I chose my words carefully. "He looked exactly the same as I remembered. Hasn't he retired?"

My mother laughed, but it sounded forced. "You know how it is with some people. Good genes, I suppose."

That night, I couldn't sleep. I kept thinking about the crossing guard's face, how it hadn't changed at all. I'd expected the soft distortion of childhood memory, where adults seem larger and more imposing than they really are. But this wasn't that. This was like looking at a photograph that had somehow stepped into real life.

The next morning, I drove back to the intersection. School was starting, and there he was again, shepherding children across the street with the same patient precision. I parked and watched for twenty minutes. He never took a break, never checked his phone, never even seemed to blink more than necessary. And when a car ran the stop sign — just rolled right through while he was in the crosswalk — he didn't react at all. Didn't jump back, didn't shout, didn't even look surprised. He just kept walking as if the car wasn't there.

The car didn't hit him. I'm not sure how, but it didn't.

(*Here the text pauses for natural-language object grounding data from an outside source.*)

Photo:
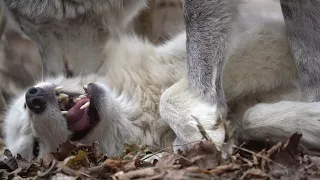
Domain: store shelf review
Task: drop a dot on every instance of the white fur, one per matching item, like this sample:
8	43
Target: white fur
145	98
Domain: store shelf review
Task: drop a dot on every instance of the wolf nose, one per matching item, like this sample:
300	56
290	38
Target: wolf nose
36	100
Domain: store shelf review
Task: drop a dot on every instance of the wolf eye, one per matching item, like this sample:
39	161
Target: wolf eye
36	148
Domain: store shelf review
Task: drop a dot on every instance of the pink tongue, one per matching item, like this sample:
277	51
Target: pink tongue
77	118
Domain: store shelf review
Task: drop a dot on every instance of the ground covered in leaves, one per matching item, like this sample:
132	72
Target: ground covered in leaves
285	160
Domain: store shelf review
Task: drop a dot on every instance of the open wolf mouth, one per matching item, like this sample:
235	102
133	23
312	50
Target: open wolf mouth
79	111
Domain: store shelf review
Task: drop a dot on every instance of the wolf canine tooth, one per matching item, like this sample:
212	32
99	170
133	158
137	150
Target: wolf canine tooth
83	96
76	100
58	88
85	105
62	96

I went to the library after that. Millbrook's library still kept the old newspaper archives on microfilm, and I spent the afternoon scrolling through decades of the Millbrook Gazette. I found what I was looking for in a 1963 edition: a small article about the school district hiring crossing guards for the first time.

The photograph showed three men in new orange vests, standing in front of Lincoln Elementary. The caption read: "New crossing guards Robert Patterson, James Henley, and David Morse begin their duties this week."

The man on the left was unmistakable. Same face, same build, same careful posture. But that wasn't what made my hands shake as I printed the page.

It was the way he was looking at the camera. Not at the photographer, but directly at the lens, as if he could see through sixty years of time to meet my eyes. As if he'd been waiting.

I called my mother that evening.

"Mom, you said you remembered Mr. Patterson from when I was little. But didn't you go to Lincoln Elementary too?"

A long pause. "Yes, dear. Class of '68."

"Was he your crossing guard?"

Another pause, longer this time. "Yes. He was."

I wanted to ask more, but something in her voice stopped me. Instead, I drove back to Chicago the next day, telling myself I was imagining things.

But I've been thinking about that photograph. About the way he looked at the camera in 1963, like he knew exactly who would come looking for him someday. And I keep wondering: if Lincoln Elementary was demolished in 2003, why does he still show up every morning at 7:45 AM to guide children across the street?

And whose children is he protecting?